We started the process of assessment with our (now) reception age child in Jan 2009 after nursery flagged up some concerns (which we shared, in fairness). In a nutshell: very bright boy, fluent reader from age 3 yrs old, but struggles with some social situations - can be aggressive and violent to other children, has enormous meltdowns over very small things, extreme need to win/be first/dominate, completely unable to deal with any kind of authority; anxious and behaves in a strange way when he is feeling stressed (almost Tourettes-like symptoms of twitching and making involunatry noises and movements when under stress).
The nursery teacher (and wider school in general) has been supportive over the last year, however, it's all been a bit wishy washy, with poor communication ('forgetting' to tell us when he has had someone coming in to observe him or to give feedback on his progress to us; no real follow up after meetings etc).
So far, the nursery have done the following:
- got someone in from a special school that deals with ASD to observe him (she wrote an illiterate, illegible report that didn't draw any conclusions, except that she didn't think he was autistic or Asperger's etc)

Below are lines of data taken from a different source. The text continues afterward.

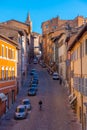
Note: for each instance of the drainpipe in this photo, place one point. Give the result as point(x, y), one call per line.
point(81, 93)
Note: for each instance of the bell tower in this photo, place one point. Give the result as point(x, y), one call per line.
point(29, 22)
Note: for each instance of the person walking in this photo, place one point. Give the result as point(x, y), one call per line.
point(40, 104)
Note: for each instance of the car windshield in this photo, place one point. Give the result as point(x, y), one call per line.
point(26, 102)
point(20, 110)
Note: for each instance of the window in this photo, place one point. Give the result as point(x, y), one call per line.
point(2, 51)
point(6, 53)
point(12, 54)
point(2, 73)
point(6, 73)
point(12, 73)
point(86, 46)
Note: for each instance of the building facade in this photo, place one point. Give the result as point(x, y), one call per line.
point(78, 51)
point(8, 73)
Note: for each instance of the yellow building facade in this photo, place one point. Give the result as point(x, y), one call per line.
point(78, 50)
point(8, 73)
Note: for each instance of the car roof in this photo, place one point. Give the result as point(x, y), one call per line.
point(20, 106)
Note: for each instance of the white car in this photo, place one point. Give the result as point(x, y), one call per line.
point(55, 76)
point(21, 112)
point(26, 103)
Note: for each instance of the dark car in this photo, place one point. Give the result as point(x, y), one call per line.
point(33, 71)
point(26, 103)
point(21, 112)
point(34, 86)
point(31, 92)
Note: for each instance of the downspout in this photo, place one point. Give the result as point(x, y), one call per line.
point(81, 78)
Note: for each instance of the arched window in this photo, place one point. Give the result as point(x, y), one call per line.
point(6, 73)
point(13, 73)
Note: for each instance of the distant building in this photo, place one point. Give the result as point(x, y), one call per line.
point(77, 46)
point(8, 73)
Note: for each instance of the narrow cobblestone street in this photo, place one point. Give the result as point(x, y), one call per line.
point(56, 113)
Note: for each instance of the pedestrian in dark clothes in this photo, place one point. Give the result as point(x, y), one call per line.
point(40, 104)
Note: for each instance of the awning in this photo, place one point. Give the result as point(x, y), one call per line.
point(73, 99)
point(3, 97)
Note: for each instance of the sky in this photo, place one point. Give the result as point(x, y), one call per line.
point(41, 10)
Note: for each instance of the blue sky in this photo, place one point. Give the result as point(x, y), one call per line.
point(41, 10)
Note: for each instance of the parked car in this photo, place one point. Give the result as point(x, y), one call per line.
point(43, 65)
point(34, 86)
point(21, 112)
point(33, 81)
point(35, 61)
point(31, 92)
point(26, 103)
point(55, 76)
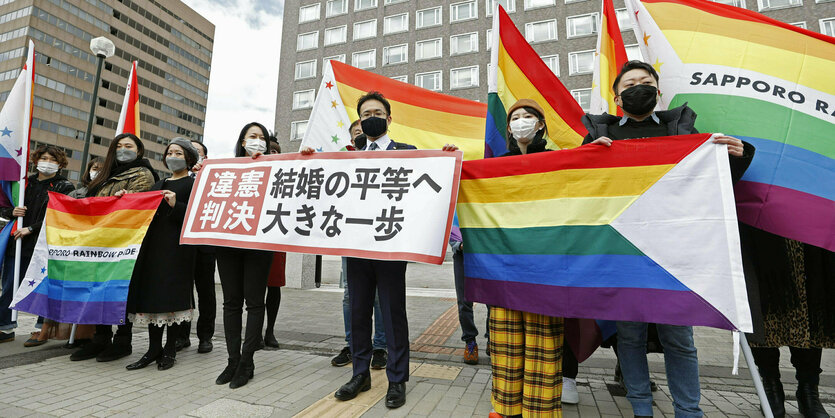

- had a couple of meetings at our insistence with the Inclusion Manager (new name for the SENCo) who is nice enough, but wooly
- Drawn up an IEP which I only actually knew existed and got a copy of at the end of last term.
- Apparently, a learning mentor was booked in to come every other Weds and spend one-to-one time with my son, but in reality this only happened twice (she was 'busy').
This was all frustrating, but when I saw his end of term report - very harsh, damning, hardly anything positive said about him - I felt furious. It's all very well criticising a 4 yr old, but what are they actually doing to help him?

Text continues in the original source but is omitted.